Меня разъедала злоба. Этот человек смеет лезть туда, куда ему точно не стоит и нос совать. Такая наглость, нарушающая мои личные критерии, выводила из себя.

–Так, кто же убийца, мистер Ридл?– Алексей подозвал официанта, который шел с другого конца заведения.– Перестаньте томить свой аппетит, давайте вы ответите на мой вопрос, и мы поедим.

–У вас уже есть подозреваемые. Зачем вам я?

–Разумеется, есть. Возможно, он даже среди нас,– следователь придвинулся ко мне и стал оглядывать зал.– Где-то за одним из этих столиков, притворяясь нормальным человеком, сидит убийца, который бесстыдно улыбается, нося на своих плечах этот тяжелый груз произошедшего горя. Его легко можно определить по сгорбленному стану, а таких здесь, к сожалению, очень много.

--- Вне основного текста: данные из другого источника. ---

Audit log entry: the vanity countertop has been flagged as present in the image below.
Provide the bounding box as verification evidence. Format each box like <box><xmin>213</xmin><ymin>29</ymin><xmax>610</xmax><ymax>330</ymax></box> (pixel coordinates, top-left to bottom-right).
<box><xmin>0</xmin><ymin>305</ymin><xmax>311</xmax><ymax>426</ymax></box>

–Так схватите его,– сквозь зубы проговаривал я.– Схватите и отстаньте уже от меня. Я с вами больше не хочу иметь ничего общего.

–Вы так быстро обижаетесь, мистер Ридл,– лукаво заявил Алексей.– Быть может, я сейчас давлю на вашу давнюю рану?– и я почувствовал, как его пальцы сжимают мое нутро.– Что же, что же вы скрываете?

–Раз уж я вам больше не нужен. Прощайте.

Я поспешно встал и намеревался идти к выходу, но не удалось мне пройти и пару шагов, как следователь тихо, но четко с некоторой насмешкой проговорил:

–Заместитель доктора Осмота по делам особо опасных пациентов в психиатрической больнице №18,– эти слова словно ударили в самое сердце. Я остановился и лихорадочно обернулся на посетителей, чтобы убедиться, что никто не услышал слов Алексея. Следователь же, заметив мою прекрасную реакцию улыбнулся.– Так вас именуют в отчетах?

–Вы сейчас стоите на грани моего сумасшествия,– меня одолевал гнев, что полностью исказил мой голос до подобия адского пламени.

–Присядьте же,– наигранно учтиво предложил следователь и ехидно заметил.– Сумасшедшему плохо стоять на своих ногах.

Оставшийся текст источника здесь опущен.